Matt Cutts: Google Can’t Tell If It’s Crawling Databases, But Has Policies To Remove Private Info
Ryan Satterfield at Planet Zuda posted an article about Google exposing private info by indexing other sites’ databases, which he says includes social security numbers and credit card numbers.
“If you’ve given a site your credit card number or social security number, then there is a very high chance it is in Google search,” he writes. “This information is very easy for anyone to find, especially for cyber-criminals because Google has made it so anyone can do a Google search with the words filetype: and then the extension for ‘virtual notebooks’.”
Satterfield adds, “I contacted Google immediately when I discovered this problem believing that they would want to fix it. I was wrong. They were fully aware that people can find your info, but they feel that they can’t stop it, nor is it their job to ‘censor or curate’ their results unless they are required to do so by law. They said that it is the webmasters job to hide any information that shouldn’t be seen.”
He shares what he says is an email response he received from Google, which says:
Thank you for your report, I apologize it was not answered sooner. We do not consider these searches (commonly called “google dorks”) to be a security risk that we can control. The amount and variety of information that is indexed on the internet precludes any sort of blacklisting system where certain information is removed. Additionally it is Google/s long standing policy to not censor or curate our results except where required by law (such requests can be viewed at http://www.chillingeffects.com).

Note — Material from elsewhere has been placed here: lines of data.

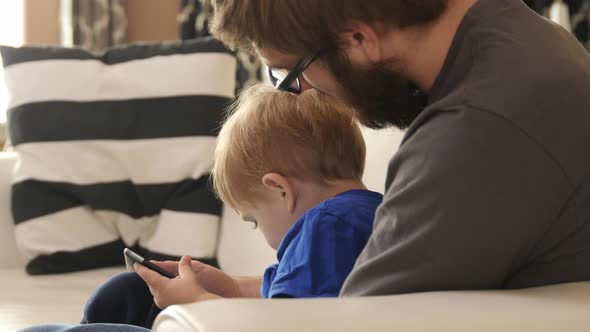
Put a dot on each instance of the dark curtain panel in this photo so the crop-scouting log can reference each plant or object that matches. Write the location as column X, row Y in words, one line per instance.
column 193, row 24
column 580, row 16
column 93, row 24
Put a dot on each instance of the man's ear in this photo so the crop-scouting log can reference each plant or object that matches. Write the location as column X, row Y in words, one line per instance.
column 363, row 43
column 280, row 186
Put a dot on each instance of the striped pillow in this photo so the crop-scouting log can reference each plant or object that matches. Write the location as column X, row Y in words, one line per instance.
column 115, row 150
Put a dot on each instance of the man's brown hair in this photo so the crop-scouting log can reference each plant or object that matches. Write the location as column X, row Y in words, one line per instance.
column 304, row 27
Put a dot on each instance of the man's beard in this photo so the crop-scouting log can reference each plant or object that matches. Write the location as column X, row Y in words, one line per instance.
column 380, row 96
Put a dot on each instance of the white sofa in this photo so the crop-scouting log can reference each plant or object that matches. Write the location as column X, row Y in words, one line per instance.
column 27, row 300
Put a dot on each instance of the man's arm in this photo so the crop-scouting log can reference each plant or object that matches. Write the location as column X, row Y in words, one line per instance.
column 470, row 197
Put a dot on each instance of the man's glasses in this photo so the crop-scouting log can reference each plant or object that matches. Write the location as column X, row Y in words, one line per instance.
column 288, row 80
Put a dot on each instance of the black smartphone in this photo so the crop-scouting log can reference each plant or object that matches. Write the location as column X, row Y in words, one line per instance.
column 133, row 257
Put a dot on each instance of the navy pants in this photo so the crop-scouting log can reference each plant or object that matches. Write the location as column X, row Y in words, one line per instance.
column 122, row 304
column 124, row 299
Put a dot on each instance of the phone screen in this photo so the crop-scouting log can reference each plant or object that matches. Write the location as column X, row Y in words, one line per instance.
column 132, row 257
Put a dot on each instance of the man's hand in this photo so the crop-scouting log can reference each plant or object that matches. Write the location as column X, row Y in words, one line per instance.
column 186, row 288
column 211, row 279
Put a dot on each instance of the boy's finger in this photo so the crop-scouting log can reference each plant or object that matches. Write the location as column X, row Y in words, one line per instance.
column 185, row 267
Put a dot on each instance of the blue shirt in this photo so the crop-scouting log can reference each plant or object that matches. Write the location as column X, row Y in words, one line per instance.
column 320, row 249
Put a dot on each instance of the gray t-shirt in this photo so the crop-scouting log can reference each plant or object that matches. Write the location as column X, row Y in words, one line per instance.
column 490, row 187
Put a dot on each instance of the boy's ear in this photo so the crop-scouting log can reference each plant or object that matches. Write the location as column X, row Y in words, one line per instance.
column 281, row 187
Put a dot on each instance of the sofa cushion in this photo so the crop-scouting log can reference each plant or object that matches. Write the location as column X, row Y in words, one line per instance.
column 31, row 300
column 115, row 150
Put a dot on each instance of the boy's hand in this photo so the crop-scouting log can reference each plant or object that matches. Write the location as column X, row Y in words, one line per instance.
column 185, row 288
column 212, row 279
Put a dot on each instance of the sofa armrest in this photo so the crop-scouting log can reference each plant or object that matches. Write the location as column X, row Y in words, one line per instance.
column 551, row 308
column 9, row 255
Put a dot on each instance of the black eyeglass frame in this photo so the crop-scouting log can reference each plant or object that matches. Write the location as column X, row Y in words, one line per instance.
column 292, row 76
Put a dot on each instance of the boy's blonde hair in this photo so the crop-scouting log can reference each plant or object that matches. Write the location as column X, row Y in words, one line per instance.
column 310, row 137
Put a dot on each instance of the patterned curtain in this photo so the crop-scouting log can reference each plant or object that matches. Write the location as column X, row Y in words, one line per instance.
column 93, row 24
column 193, row 24
column 580, row 16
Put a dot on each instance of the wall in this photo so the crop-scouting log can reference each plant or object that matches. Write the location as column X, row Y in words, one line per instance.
column 148, row 20
column 41, row 22
column 152, row 20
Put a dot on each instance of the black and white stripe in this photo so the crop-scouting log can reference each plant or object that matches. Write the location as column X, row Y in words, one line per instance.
column 115, row 150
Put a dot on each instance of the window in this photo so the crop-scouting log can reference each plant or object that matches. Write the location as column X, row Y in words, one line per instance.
column 11, row 33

The best way to remove these results is for the affected website owners to remove the content from their website (or restrict access via robots.txt or another mechanism) and then submit a request for the content to be removed from the Google Cache.
The Google Security Team
Planet Zuda brought the subject up with Google’s Matt Cutts on Twitter. Here is the exchange they had:
@planetzuda we just crawl urls. It’s near-impossible to see if a url is really a database. We have policies to remove private info like this
@mattcutts the real problem is that Google allows people to search for filetype: then the filetype extension of databases. To be continued.
@mattcutts Kevin in security said you guys aren’t going to fix this. Bing & Yahoo made it so people can’t do that certain filetype: search.
@mattcutts I wrote some C++ to test if if something’s a DB. Just use rfind, get last three characters. If .sql then don’t index.
So far, that one tweet seems to be all Cutts has had to say on the matter, at least publicly.